Metadata-Version: 2.4
Name: geler-CERTIC
Version: 0.4.2
Summary: Help convert dynamic webistes to static ones.
Author-email: Mickaël Desfrênes <mickael.desfrenes@unicaen.fr>
Maintainer-email: Mickaël Desfrênes <mickael.desfrenes@unicaen.fr>
License: CECILL-C
License-File: LICENSE.txt
Requires-Python: <4.0,>=3.9
Requires-Dist: argh>=0.31.3
Requires-Dist: beautifulsoup4>=4.12.3
Requires-Dist: cssutils>=2.11.1
Requires-Dist: requests>=2.32.3
Description-Content-Type: text/markdown

# Geler

Help convert dynamic websites to static ones.

## Install

    pip install geler-CERTIC

## Usage

As a library in your own program:

    import geler
    freezer = geler.Freezer(
        "https://acme.tld/",
        "/save/to/path/",
        thread_pool_size=10,
        http_get_timeout=30,
        skip_extensions=[".mp4", ".mp3"],
    ).freeze()

    for err in result.http_errors:
        print(f'{err.get("status_code")}: {err.get("url")}')

As a CLI tool:

    $> geler --help
    usage: geler [-h] [-t THREAD_POOL_SIZE] [--http-get-timeout HTTP_GET_TIMEOUT] [-s SKIP_EXTENSIONS] [-v] start-from-url save-to-path
    
    positional arguments:
      start-from-url        -
      save-to-path          -
    
    optional arguments:
      -h, --help            show this help message and exit
      -t THREAD_POOL_SIZE, --thread-pool-size THREAD_POOL_SIZE
                            1
      --http-get-timeout HTTP_GET_TIMEOUT
                            30
      -s SKIP_EXTENSIONS, --skip-extensions SKIP_EXTENSIONS
                            -
      -v, --verbose         False


Thread pool size (`--thread-pool-size`) defaults to 1. Increase the number to have multiple downloads in parallel.

HTTP get timeout (`--http-get-timeout`) default to 30s. This includes the time needed to download the file. Increase the number to increase the timeout, or set it to 0 for no timeout.

List of skipped  (`--skip-extensions`) is a comma-separated list of extensions that won't be downloaded.
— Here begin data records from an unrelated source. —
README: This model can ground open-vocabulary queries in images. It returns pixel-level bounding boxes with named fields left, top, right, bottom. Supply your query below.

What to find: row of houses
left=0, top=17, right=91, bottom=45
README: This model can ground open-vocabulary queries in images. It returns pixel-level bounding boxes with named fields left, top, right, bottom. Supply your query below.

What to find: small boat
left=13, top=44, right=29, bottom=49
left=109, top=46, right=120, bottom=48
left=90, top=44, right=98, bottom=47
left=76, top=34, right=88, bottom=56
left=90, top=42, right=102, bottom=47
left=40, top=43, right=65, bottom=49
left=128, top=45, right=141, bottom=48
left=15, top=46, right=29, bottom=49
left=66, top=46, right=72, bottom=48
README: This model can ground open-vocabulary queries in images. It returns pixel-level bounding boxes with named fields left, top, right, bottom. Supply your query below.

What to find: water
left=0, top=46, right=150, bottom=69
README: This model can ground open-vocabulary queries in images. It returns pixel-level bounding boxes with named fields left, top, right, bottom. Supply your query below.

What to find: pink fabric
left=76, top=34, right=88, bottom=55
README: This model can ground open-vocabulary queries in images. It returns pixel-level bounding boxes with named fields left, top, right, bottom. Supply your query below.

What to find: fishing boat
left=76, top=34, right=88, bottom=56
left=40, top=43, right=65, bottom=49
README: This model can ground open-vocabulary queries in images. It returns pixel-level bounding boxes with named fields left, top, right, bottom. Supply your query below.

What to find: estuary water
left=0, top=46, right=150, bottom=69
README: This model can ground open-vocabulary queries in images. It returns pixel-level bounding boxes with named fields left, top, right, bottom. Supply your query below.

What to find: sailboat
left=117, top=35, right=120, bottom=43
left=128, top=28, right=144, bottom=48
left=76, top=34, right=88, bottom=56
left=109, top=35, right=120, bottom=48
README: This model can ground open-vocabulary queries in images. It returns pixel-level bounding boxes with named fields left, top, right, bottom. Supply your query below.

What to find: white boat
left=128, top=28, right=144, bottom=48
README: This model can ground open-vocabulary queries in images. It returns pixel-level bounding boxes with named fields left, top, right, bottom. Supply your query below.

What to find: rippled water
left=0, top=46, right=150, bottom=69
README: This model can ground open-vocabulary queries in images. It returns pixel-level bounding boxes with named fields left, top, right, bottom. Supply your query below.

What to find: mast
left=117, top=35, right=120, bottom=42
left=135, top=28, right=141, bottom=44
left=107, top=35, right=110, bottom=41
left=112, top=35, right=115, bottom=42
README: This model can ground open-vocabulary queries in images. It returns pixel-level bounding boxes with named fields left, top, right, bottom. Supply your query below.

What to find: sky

Verbose mode (`--verbose`) will show downloaded URLs and HTTP errors.

Complete example:

    geler --http-get-timeout 30 --thread-pool-size 10 --skip-extension ".mp4,.zip" https://acme.tld/ /path/to/local/dir

## Why ?

For [MaX](https://git.unicaen.fr/pdn-certic/MaX) and associated tools, 
we needed a lightweight, portable, pure Python solution to convert 
small dynamic websites to static ones.

## Alternatives

This tool has a narrow scope, on purpose. Please turn to these solutions if you need more:

- [wget](https://www.gnu.org/software/wget/)
- [pywebcopy](https://pypi.org/project/pywebcopy/)
- [HTTrack](https://www.httrack.com)

## Known Limitations

- only works with HTTP GET
- does not submit forms (even with GET method)
- only considers URLs in `src` or `href` attributes
- only considers URLs with `http` or `https` schemes
- only downloads what is in the same [netloc](https://docs.python.org/3/library/urllib.parse.html) (same domain, same port) as the start URL
- only patches URLs in `*.html` files and `*.css` files, not `*.js` files (watch out for modules import)
- does not throttle requests
- does not respect `robots.txt` or `<meta name="robots" content="noindex">` or any other robot directives.